Crystal-rich lithic clasts occurring in volcanic deposits are key tools to understand processes of storage, cooling, and fractionation of magmas in pre-eruptive volcanic systems. These clasts, indeed, represent snapshots of the magma-chamber/host-rock interface before eruptions and provide information on crystallization, differentiation, and degrees of interaction between magma and wall-rocks. In this study, with the aim to shed light on magma-carbonate interaction and CO2 emission in volcanic areas, we focused on the petrology of cumulate and skarn rocks by using as case study a suite of mafic and calcite-bearing lithic clasts from the Colli Albani Volcanic District. By means of phase relations, bulk rock chemistry, phase compositions, and stable isotope data we have recognized different types of cumulates and skarns. Cumulates containing either clinopyroxene±olivine associated with Cr-bearing spinel or glass+phlogopite have been divided in primitive and differentiated, respectively. Primitive cumulates originate at the interface between a relatively primitive magma and carbonate-bearing rocks and show evidences of olivine instability (i.e. heteradcumulate texture) due to carbonate assimilation. Differentiated cumulates, characterized by Ca-rich olivines, phlogopite, and glass containing calcite, form from a differentiated magma in a system open to CaO-contamination. Skarns has been divided in exoskarns, characterized by xenomorphic texture and abundant calcite, and endoskarns, characterized by hypidiomorphic texture, Ca-Tschermak-rich mineral phases, and interstitial glass.

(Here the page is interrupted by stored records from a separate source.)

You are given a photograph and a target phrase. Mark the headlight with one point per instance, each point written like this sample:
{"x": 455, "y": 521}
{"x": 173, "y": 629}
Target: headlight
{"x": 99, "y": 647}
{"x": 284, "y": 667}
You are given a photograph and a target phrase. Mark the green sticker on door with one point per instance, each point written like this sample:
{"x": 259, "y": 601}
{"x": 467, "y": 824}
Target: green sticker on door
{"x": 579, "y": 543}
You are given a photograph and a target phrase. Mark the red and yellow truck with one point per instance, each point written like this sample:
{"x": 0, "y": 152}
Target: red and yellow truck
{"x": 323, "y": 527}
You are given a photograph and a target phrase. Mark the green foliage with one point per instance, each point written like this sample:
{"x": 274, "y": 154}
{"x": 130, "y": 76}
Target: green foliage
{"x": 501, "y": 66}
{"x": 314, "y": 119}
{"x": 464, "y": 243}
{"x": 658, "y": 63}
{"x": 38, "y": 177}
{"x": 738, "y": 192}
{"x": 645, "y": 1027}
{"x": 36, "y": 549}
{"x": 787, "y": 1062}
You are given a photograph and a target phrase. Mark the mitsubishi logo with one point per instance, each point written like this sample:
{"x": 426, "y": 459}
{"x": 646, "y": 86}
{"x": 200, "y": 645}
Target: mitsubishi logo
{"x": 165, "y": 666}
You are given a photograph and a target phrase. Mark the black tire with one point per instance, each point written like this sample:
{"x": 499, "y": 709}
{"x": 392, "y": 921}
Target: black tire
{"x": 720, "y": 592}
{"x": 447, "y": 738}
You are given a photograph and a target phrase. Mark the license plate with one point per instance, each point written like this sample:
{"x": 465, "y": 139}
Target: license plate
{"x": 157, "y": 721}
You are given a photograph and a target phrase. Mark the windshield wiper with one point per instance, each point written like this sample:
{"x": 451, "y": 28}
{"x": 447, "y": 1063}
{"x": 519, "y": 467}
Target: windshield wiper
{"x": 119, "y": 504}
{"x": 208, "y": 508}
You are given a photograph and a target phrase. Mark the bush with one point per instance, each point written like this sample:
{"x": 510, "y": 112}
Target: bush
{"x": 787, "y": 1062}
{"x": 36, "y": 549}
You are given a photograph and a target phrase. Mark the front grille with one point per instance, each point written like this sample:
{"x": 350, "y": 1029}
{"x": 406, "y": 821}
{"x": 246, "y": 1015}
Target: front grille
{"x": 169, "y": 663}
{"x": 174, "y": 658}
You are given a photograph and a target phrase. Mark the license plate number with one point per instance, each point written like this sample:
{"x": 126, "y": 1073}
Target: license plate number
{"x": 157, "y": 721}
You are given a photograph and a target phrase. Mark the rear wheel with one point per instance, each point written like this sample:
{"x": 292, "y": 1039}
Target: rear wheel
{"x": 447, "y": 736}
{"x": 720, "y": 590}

Exoskarns formed by means of solid state reactions in a dolostone protolith whereas endoskarns crystallized at subliquidus temperature from a silicate melt that experienced exoskarns assimilation. Our study evidences that magma-carbonate interaction can not be considered a one step process exhausting just after the formation of skarn shells. Magma and carbonate rocks, when in contact, continuously interact leading to the formation of exoskarns, endoskarns, cumulates (primitive and differentiated ones), and differentiated melts. Finally, by means of oxygen and carbon isotope compositions of calcite in equilibrium with skarns, we demonstrate that carbonate assimilation represents a source of massive CO2 degassing mechanism due to the consumption of calcite and removing of CO2 during the decarbonation process.